From the summer of my twelfth year I carry a series of images more vivid and lasting than any others of my boyhood and indelible beyond all attempts the years make to erase or fade them ….
A young Sioux woman lies on a bed in our house. She is feverish, delirious, and coughing so hard I am afraid she will die.
My father kneels on the kitchen floor, begging my mother to help him. It’s a summer night and the room is brightly lit. Insects cluster around the light fixtures, and the pleading quality in my father’s voice reminds me of those insects – high-pitched, insistent, frantic. It is a sound I have never heard coming from him.
My mother stands in our kitchen on a hot, windy day. The windows are open, and Mother’s lace curtains blow into the room. Mother holds my father’s Ithaca twelve-gauge shotgun, and since she is a small, slender woman, she has trouble finding the balance point of its heavy length. Nevertheless, she has watched my father and other men often enough to know where the shells go, and she loads them until the gun will hold no more. Loading the gun is the difficult part. Once the shells are in, any fool can figure out how to fire it. Which she intends to do.

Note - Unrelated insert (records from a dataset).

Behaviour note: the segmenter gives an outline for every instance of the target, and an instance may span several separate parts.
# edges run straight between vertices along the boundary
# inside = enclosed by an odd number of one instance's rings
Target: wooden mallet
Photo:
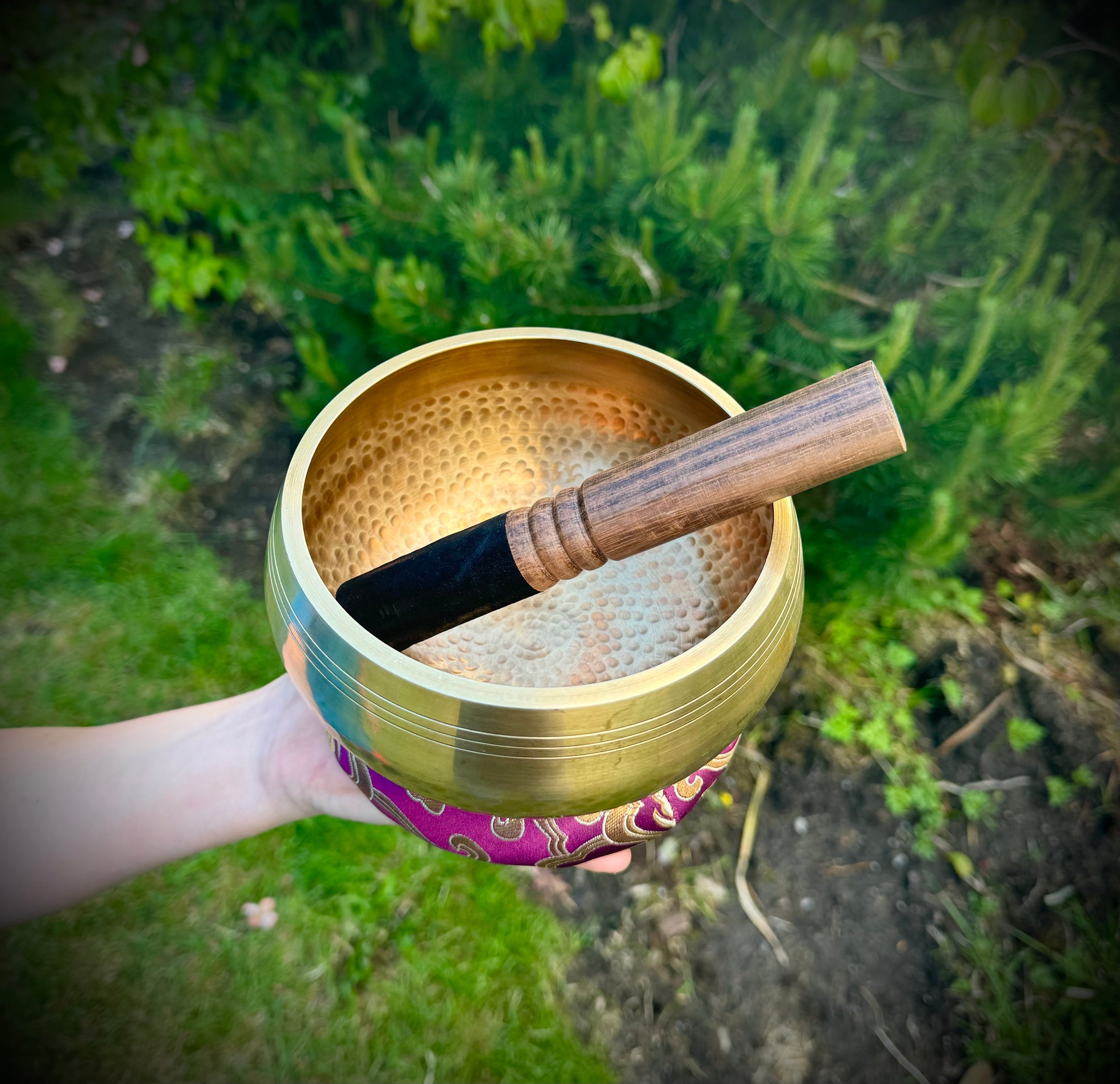
[[[864,362],[363,572],[335,597],[403,650],[905,450],[883,377]]]

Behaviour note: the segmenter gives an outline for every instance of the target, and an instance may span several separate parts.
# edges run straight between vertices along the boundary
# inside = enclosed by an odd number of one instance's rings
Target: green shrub
[[[58,187],[112,158],[152,300],[284,321],[300,421],[497,326],[646,343],[745,405],[874,357],[909,451],[799,498],[804,642],[825,735],[880,758],[927,847],[945,800],[905,641],[982,619],[946,576],[973,527],[1118,533],[1117,172],[1107,59],[1046,59],[1040,6],[876,7],[180,0],[114,24],[123,53],[104,20],[85,53],[41,28],[65,47],[10,66],[35,91],[13,168]],[[1047,594],[1020,609],[1081,605]]]

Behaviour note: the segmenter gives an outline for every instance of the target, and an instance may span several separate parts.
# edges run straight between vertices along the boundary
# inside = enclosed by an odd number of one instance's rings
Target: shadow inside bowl
[[[579,342],[448,349],[376,383],[307,473],[311,560],[352,576],[726,418],[674,373]],[[476,681],[558,688],[668,662],[718,628],[769,551],[759,508],[433,636],[411,657]]]

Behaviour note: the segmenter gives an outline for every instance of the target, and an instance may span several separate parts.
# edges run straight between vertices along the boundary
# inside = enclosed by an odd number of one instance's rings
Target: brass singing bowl
[[[740,412],[687,366],[553,328],[458,335],[379,365],[300,441],[265,596],[296,684],[417,794],[500,816],[636,801],[765,703],[793,651],[793,502],[746,513],[401,653],[335,601],[352,576]]]

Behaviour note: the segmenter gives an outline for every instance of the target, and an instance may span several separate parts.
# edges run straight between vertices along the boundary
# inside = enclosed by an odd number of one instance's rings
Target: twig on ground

There are others – the sound of breaking glass, the odor of rotting vegetables …. I offer these images in the order in which they occurred, yet the events that produced these sights and sounds are so rapid and tumbled together that any chronological sequence seems wrong.
The above is not a spoiler since it is the first thing written on the first page of Larry Watson’s novel, one that has been characterized as a literary page-turner. Those are fairly rare, perhaps almost as rare as literary Westerns. Well, how about a literary page-turner set in the West? Now, that is virgin territory. But as the title tells us, this is not a historical Western. So, readers that do not enjoy Westerns need not shy away from it.
I read this soon after it was published in 1993. It is true that one can’t judge a book by its title or its cover, and I didn’t do that. No, I judged it by both its title and its cover (an oil painting of the Yellowstone valley). Only when I began reading did I discover that it was a coming of age story. For me, that was an added bonus.
At some point I read it a second time and then recently I gave it a third reading. Now, I do read quite a lot of books twice, but it really has to resonate with me if I turn to it a third time.
The narrator is middle-aged David Hayden looking back to the summer of 1948 when he was twelve years old. It was a summer of lost innocence. It was a summer in which he learned that truth is not always what we believe and that power can be abused, but those are not the hardest lessons he learned. Because of a scandal, a murder, and a suicide, he also learned that doing the right thing isn’t always easy, but it is especially hard when the choice lies between family loyalty on one hand and justice on the other.
The book expertly evokes a time and a place in prose that has been variously described as ‘understated,’ ‘precise,’ ‘clear,’ ‘crisp,’ and/or ‘restrained.’ I would accept those, but would add elegant.